Now, I thought to write the functions handling 2D-matrices in a separate source file and link them wherever required.
But then I ran into a problem as in the function printMatrix, the size of array of int to which matrix points (i.e N) is required at compile-time. So, my functions would not work in other cases when the size is different.
So,How can I handle this?
Dynamic Arrays are a solution but i want to know if it can be done with static arrays.
You can't use the built-in 2D array type if both sizes are not known at compile time. A built-in 2D array must have at least one of the two sizes known at compile time.
If both sizes are run-time values, then you have no other choice but to use a "manual" implementation of 2D array, like an array of pointers to arrays, for example. In that case the function declaration might look as follows (two alternative equivalent forms)

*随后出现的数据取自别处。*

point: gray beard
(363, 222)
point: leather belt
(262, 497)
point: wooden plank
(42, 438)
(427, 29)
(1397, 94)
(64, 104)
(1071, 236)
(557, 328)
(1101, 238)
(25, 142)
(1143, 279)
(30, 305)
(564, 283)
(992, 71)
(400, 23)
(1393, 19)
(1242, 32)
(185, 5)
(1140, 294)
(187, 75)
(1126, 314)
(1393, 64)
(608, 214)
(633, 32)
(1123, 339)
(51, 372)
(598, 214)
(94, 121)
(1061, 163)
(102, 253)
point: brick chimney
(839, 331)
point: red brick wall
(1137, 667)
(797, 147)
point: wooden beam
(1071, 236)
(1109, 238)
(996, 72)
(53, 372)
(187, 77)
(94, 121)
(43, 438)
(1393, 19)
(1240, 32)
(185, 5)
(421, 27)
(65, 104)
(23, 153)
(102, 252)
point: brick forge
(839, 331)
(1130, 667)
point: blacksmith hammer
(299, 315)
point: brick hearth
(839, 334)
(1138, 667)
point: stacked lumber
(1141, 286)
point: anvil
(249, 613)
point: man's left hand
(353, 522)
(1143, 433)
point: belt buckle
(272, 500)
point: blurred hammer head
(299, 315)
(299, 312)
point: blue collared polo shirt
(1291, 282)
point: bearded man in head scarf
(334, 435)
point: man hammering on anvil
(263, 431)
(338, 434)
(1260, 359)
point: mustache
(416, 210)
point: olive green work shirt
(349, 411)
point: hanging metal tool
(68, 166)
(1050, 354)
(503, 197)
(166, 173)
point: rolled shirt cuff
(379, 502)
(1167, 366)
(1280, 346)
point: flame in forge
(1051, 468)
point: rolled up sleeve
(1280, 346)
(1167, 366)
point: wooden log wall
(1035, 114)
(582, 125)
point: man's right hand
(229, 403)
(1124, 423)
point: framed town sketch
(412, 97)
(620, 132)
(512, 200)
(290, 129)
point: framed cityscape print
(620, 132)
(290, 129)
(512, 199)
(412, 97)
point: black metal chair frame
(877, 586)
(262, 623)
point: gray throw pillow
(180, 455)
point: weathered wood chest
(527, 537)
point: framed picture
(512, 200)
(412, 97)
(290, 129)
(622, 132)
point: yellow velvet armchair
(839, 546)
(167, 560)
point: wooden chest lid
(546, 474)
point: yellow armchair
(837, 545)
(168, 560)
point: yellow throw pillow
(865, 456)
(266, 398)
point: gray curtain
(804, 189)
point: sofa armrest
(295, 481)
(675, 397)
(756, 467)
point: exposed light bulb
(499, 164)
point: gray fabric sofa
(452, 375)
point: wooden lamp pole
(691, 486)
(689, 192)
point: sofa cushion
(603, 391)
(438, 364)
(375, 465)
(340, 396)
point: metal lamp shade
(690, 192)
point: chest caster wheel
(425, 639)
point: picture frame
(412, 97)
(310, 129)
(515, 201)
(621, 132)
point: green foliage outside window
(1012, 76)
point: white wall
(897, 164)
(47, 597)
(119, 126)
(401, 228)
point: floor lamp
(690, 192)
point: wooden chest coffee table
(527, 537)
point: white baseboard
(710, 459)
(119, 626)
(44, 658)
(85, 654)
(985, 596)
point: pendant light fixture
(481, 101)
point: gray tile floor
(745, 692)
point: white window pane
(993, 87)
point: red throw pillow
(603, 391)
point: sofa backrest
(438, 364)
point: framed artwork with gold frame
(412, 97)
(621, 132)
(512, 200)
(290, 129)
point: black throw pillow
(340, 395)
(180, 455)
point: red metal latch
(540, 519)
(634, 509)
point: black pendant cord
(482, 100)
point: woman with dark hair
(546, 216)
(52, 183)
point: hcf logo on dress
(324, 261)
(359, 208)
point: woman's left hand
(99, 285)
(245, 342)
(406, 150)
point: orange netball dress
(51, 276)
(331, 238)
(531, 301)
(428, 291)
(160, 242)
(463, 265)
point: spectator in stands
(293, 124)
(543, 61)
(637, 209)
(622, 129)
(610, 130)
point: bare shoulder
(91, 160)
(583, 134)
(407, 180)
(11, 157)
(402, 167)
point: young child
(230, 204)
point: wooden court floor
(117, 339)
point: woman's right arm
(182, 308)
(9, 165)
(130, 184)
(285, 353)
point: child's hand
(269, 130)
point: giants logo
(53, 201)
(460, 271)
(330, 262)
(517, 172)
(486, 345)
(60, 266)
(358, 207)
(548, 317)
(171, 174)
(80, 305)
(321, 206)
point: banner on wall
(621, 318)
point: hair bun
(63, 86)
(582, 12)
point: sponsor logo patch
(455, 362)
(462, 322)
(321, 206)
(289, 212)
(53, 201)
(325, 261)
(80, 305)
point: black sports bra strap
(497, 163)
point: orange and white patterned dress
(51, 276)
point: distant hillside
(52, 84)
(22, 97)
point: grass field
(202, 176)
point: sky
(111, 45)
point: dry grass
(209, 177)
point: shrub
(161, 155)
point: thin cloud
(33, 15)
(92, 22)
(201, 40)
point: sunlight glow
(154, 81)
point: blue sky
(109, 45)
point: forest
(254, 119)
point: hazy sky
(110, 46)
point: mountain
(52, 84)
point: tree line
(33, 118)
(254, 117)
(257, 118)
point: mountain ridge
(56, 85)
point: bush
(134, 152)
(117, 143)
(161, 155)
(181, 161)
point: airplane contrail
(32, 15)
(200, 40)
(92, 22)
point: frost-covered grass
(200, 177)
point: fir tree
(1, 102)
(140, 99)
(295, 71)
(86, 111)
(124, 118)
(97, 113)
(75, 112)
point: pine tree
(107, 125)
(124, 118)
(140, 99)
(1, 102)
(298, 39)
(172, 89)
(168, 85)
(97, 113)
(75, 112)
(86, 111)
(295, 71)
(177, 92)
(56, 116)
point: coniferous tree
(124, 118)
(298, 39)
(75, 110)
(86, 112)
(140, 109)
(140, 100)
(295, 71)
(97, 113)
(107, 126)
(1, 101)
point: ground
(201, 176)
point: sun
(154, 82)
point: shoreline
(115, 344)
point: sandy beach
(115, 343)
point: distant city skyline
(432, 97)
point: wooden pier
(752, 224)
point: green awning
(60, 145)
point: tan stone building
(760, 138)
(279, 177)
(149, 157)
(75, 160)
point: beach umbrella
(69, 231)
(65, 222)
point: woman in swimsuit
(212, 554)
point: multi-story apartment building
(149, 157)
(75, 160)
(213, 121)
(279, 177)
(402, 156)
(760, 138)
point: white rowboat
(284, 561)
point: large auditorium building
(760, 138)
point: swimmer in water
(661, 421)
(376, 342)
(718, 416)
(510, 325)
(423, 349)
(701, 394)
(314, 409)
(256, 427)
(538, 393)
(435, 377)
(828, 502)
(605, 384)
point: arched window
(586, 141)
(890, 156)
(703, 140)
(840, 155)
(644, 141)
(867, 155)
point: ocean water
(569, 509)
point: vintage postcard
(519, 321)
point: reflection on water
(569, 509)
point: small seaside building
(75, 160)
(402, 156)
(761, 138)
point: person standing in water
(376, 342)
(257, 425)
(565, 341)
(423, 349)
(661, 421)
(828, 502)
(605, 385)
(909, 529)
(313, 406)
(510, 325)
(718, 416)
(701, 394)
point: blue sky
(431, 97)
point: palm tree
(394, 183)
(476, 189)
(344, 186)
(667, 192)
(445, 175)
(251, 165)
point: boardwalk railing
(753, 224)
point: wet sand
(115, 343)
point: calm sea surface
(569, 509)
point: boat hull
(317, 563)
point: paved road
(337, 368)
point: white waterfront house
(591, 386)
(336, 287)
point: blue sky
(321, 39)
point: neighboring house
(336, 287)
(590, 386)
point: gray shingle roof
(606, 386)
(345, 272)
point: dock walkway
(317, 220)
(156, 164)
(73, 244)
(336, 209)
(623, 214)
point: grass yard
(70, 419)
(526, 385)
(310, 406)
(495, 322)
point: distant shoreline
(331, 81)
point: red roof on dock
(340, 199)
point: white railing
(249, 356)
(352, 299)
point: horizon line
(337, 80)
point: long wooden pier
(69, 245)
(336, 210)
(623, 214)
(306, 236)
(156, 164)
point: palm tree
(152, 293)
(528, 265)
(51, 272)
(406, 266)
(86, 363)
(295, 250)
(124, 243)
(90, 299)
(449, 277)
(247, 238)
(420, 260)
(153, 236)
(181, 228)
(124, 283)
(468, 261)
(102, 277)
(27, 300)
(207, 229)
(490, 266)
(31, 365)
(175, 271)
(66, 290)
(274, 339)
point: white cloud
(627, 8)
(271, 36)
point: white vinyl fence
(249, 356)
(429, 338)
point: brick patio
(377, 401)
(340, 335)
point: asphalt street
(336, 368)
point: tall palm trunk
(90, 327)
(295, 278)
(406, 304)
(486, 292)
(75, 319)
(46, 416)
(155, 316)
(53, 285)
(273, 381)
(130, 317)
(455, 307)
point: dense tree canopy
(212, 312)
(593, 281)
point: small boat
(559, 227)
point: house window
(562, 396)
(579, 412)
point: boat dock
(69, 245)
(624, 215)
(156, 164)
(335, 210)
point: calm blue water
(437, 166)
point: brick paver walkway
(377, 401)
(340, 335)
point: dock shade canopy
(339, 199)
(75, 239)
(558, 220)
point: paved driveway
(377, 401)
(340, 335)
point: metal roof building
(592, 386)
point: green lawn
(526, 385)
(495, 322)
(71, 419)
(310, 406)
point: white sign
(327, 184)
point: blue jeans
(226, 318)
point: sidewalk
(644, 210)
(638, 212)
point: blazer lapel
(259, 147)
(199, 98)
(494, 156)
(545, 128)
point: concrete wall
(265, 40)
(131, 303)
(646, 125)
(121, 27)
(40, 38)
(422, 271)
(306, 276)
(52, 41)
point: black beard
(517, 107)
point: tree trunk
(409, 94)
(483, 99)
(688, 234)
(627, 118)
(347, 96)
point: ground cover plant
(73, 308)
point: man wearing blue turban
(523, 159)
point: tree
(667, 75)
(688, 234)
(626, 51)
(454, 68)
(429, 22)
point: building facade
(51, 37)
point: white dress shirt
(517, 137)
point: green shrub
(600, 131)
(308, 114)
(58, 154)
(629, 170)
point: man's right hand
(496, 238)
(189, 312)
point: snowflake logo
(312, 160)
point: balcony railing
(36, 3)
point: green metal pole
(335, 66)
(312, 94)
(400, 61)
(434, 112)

void printMatrix(int *const *matrix, int n, int m);
void printMatrix(int *const matrix[], int n, int m);
To access to the array elements you can still use the "traditional" syntax
matrix[i][j]
The array itself would be created as follows (a simple example)
int row0[] = { 1, 2, 3 };
int row1[] = { 4, 5, 6 };
int *matrix[2];
matrix[0] = row0;
matrix[1] = row1;
printMatrix(matrix, 2, 3);
But if you already have a matrix implemented as a built-in 2d array
int matrix[2][3] = { ... };
then just to be able to pass it to the above function you can "convert" it into the above form by using an additional temporary "row pointer" array
int *rows[2];
rows[0] = matrix[0];
rows[1] = matrix[1];
printMatrix(rows, 2, 3);
这篇关于将静态分配的二维数组作为 C 中的函数参数传递的文章就介绍到这了,希望我们推荐的答案对大家有所帮助,也希望大家多多支持IT屋!